Terence Davies ha dado pruebas sobradas de que sabe mirar otras épocas sin caer en reducciones fósiles. Lo hizo en sus primeras obras volcándose hacia su memoria, pero luego se abrió con finura al universo de Edith Wharton en La casa de la alegría (2000), o al difícil y espinoso de Emily Dickinson en su obra anterior, Historia de una pasión (2016). Su mirada se carga con la responsabilidad efervescente del discurso que elabora, no con la fidelidad estéril a vidas o situaciones cerradas del pasado. Benediction está atravesada por multitud de vectores que siguen irradiando tensión en la actualidad, desde el pacifismo a la aceptación de la heterodoxia. En el interior de la propia obra, en sus personajes, está inscrito ese compromiso de no disolver los hechos en la anécdota o el olvido. La angustia de la generación que se vio marchitada por la estupidez de la guerra, registrada en sus poesías de trinchera, se percibe con nitidez y hondura en el plano que cierra la película, una nueva metamorfosis entre el anciano y el joven con más de dos minutos de duración sobre un fondo musical de Ralph Vaughan Williams. Ese plano detenido y oscuro, frontal al rostro de Siegfried Sassoon, condensa la vida y las heridas del poeta, nunca cicatrizadas. Pertenece a la estirpe de planos finales que abren más que cierran, que suspenden el final y dilatan la obra.
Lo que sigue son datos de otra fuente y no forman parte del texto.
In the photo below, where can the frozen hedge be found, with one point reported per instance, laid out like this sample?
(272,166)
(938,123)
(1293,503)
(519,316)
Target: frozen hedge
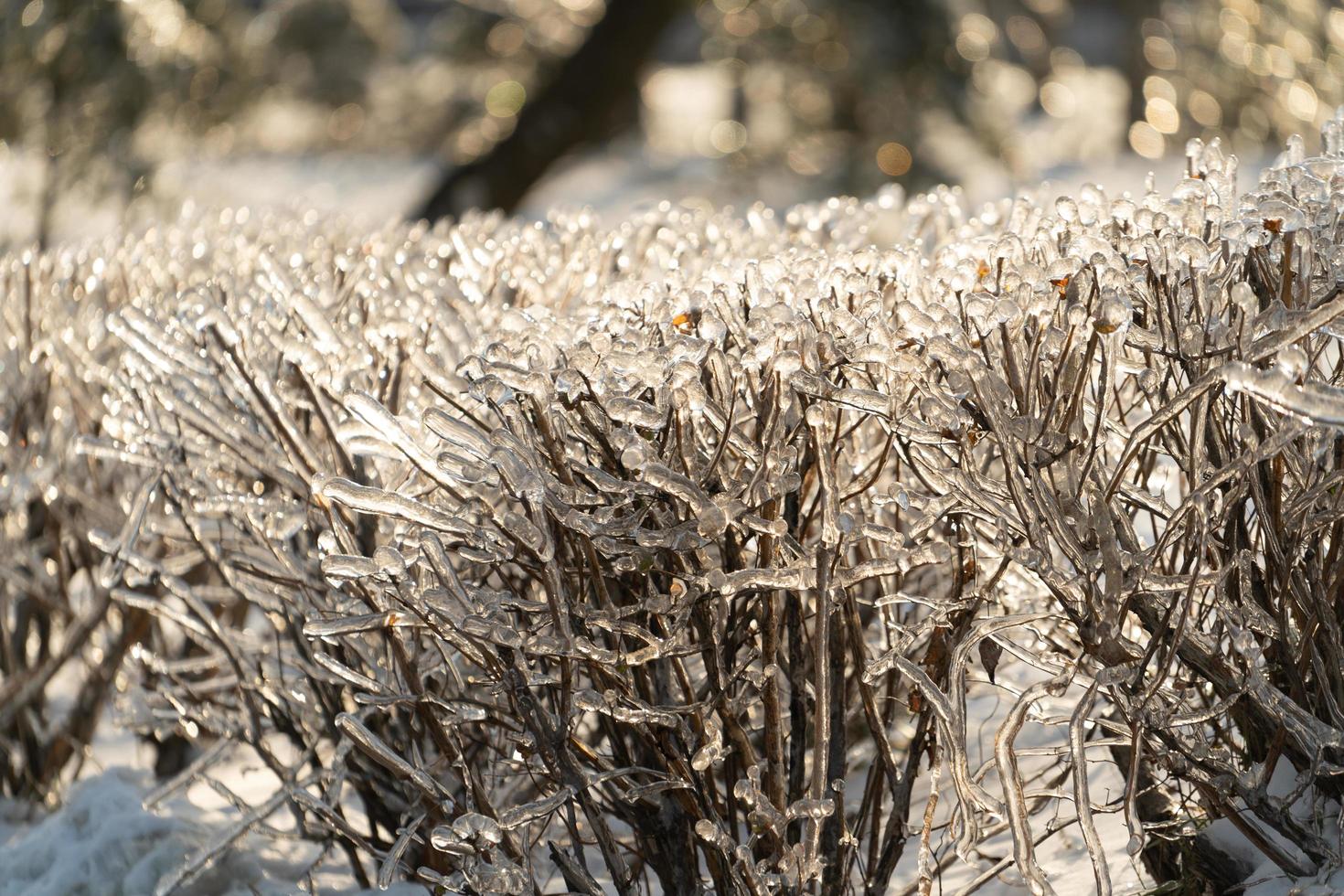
(667,554)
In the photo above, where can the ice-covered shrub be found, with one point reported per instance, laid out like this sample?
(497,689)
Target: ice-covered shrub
(671,552)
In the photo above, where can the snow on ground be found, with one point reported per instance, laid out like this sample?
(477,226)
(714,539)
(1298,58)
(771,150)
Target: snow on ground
(102,840)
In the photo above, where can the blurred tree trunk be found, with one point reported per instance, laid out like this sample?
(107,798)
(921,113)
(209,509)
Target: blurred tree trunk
(593,94)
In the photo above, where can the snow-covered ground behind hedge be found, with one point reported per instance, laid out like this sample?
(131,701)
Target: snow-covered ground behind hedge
(105,840)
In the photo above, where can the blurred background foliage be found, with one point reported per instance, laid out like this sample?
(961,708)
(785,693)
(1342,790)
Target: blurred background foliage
(778,98)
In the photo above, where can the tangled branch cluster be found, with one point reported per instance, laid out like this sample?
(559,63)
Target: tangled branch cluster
(669,554)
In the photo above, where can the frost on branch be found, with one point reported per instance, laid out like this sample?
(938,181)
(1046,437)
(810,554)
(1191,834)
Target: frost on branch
(672,552)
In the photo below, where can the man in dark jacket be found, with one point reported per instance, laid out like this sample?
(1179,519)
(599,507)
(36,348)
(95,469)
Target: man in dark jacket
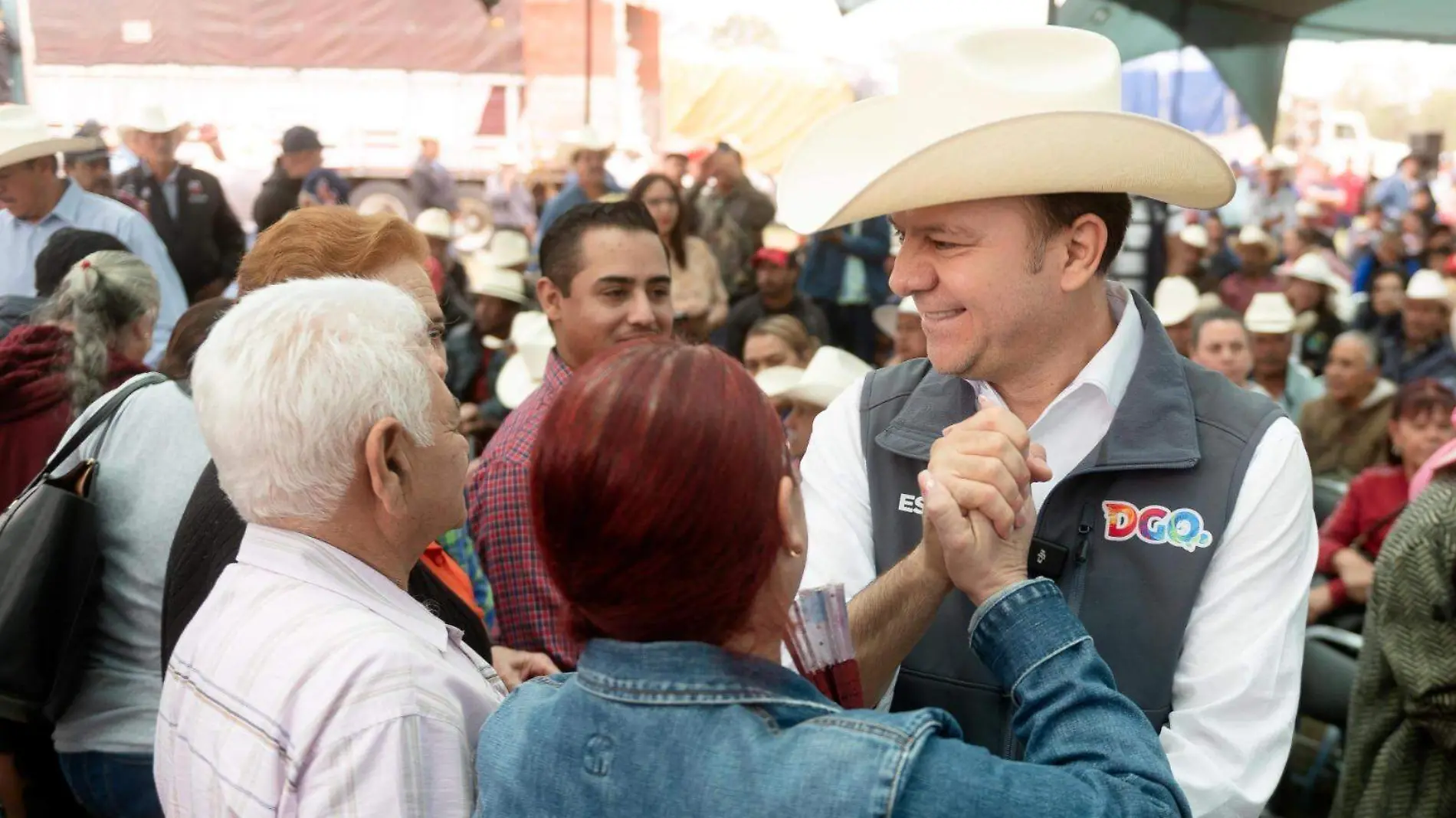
(302,155)
(844,276)
(185,205)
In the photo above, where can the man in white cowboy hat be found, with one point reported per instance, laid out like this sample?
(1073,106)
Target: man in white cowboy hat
(731,214)
(902,325)
(1257,252)
(1423,345)
(1270,322)
(585,152)
(38,203)
(808,391)
(185,205)
(431,181)
(1174,510)
(1176,302)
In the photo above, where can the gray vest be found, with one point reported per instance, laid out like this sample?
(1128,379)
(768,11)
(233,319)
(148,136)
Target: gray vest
(1127,535)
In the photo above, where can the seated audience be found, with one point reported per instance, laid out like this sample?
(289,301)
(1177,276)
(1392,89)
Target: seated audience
(310,682)
(1423,347)
(1399,747)
(1222,344)
(778,341)
(808,391)
(699,297)
(1346,431)
(1312,290)
(1353,536)
(153,453)
(87,339)
(776,273)
(1270,322)
(1257,252)
(60,254)
(680,705)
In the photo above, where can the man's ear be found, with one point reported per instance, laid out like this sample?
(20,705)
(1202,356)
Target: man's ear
(388,463)
(549,297)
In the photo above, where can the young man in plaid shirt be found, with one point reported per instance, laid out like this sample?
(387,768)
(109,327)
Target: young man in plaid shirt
(605,281)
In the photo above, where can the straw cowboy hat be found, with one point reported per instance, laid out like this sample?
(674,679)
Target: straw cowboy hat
(526,370)
(1270,313)
(830,373)
(996,114)
(1176,300)
(25,137)
(585,139)
(436,223)
(1252,234)
(152,119)
(887,316)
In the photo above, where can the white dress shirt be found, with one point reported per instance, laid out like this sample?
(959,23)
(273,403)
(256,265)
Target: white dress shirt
(310,685)
(1237,685)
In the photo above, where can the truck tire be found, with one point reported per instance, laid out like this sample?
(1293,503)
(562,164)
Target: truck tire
(382,195)
(475,213)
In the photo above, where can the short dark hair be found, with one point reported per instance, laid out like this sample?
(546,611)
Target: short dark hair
(1058,211)
(60,254)
(561,247)
(1219,315)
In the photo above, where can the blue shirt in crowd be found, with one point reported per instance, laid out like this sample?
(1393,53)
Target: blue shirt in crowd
(22,240)
(684,728)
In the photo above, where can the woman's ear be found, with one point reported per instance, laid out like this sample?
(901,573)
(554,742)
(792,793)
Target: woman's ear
(791,517)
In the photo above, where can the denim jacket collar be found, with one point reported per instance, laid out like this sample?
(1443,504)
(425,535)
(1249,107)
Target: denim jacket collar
(690,672)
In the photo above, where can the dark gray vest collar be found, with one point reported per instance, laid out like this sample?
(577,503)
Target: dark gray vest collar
(1153,425)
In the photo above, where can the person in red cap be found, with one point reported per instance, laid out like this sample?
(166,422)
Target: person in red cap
(776,273)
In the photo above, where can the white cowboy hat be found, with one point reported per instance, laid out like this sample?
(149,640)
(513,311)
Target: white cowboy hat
(1176,300)
(1270,313)
(585,139)
(830,373)
(887,316)
(996,114)
(24,137)
(1255,234)
(1427,286)
(524,371)
(1194,236)
(152,119)
(436,223)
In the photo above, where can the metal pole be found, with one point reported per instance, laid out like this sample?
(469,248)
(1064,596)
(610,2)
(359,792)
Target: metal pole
(585,116)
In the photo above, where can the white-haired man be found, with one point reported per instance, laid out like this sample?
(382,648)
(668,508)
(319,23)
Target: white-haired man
(310,682)
(1174,510)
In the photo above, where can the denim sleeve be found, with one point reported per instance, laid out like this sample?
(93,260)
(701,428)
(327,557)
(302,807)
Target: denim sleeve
(1090,750)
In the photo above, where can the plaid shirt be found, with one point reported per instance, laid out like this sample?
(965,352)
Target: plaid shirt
(527,607)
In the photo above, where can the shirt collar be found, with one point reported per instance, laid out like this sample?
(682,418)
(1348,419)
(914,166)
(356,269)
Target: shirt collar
(306,559)
(1111,368)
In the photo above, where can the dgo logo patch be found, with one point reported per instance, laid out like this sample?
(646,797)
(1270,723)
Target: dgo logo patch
(1156,525)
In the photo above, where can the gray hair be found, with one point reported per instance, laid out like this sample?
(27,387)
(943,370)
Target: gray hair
(101,296)
(1365,339)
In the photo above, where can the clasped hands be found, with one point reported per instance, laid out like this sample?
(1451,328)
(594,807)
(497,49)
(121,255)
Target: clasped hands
(979,515)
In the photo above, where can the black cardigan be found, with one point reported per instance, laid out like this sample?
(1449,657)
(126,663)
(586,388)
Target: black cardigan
(207,542)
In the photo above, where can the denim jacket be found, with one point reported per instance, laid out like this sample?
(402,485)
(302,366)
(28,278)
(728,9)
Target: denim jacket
(684,728)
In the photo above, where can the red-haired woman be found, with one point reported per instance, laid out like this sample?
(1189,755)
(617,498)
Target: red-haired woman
(1352,538)
(677,562)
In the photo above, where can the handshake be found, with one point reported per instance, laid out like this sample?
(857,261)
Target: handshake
(979,515)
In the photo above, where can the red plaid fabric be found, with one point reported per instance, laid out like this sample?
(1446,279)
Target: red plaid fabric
(527,607)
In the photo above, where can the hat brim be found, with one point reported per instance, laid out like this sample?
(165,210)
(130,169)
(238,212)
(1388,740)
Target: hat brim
(891,153)
(44,147)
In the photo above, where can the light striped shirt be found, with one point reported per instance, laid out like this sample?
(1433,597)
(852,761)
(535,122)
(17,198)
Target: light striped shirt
(309,685)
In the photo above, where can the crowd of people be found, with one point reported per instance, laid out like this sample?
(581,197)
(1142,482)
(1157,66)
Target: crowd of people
(425,523)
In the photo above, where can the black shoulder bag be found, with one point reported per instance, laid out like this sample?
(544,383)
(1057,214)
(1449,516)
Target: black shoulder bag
(50,572)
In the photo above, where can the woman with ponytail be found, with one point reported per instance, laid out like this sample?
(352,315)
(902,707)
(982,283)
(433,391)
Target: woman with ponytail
(85,341)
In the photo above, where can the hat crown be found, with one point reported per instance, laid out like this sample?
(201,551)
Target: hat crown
(1018,72)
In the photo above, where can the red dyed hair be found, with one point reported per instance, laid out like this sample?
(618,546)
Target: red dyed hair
(654,494)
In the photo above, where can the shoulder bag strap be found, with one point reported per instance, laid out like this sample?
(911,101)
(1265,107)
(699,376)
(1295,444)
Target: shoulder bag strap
(97,421)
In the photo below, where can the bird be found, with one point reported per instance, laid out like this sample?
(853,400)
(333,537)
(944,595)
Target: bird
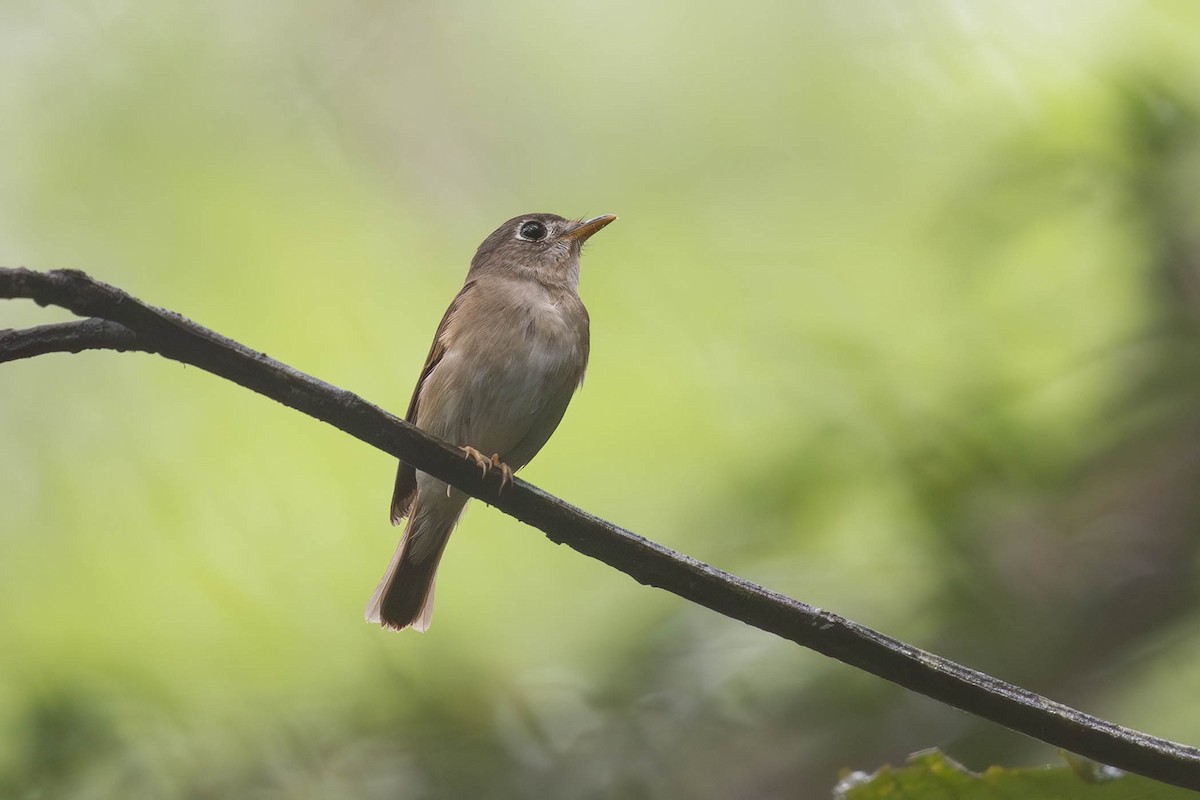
(507,359)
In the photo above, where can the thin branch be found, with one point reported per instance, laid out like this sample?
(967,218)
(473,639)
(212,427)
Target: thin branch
(179,338)
(67,337)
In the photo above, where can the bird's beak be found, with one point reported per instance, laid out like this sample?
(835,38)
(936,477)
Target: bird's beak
(588,227)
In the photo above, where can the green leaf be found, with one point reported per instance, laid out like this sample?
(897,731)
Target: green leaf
(930,775)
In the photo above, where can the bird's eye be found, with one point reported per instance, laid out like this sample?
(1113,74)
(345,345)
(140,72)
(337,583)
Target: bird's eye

Es el primer plano de Cate Blanchett revolviéndose en un banco en Blue Jasmine (2013), de Woody Allen. O Francisco Rabal con la mirada perdida tras su desconcierto postrero en Nazarín (1959), de Luis Buñuel. El rostro contraído de Jack Lowden bañado en la música sombría de Vaughan se prolonga más allá de su tiempo hacia el anciano que lo avivará muchos años después. Y alcanza al espectador, que lo acoge con largueza en su retina y en su sensibilidad.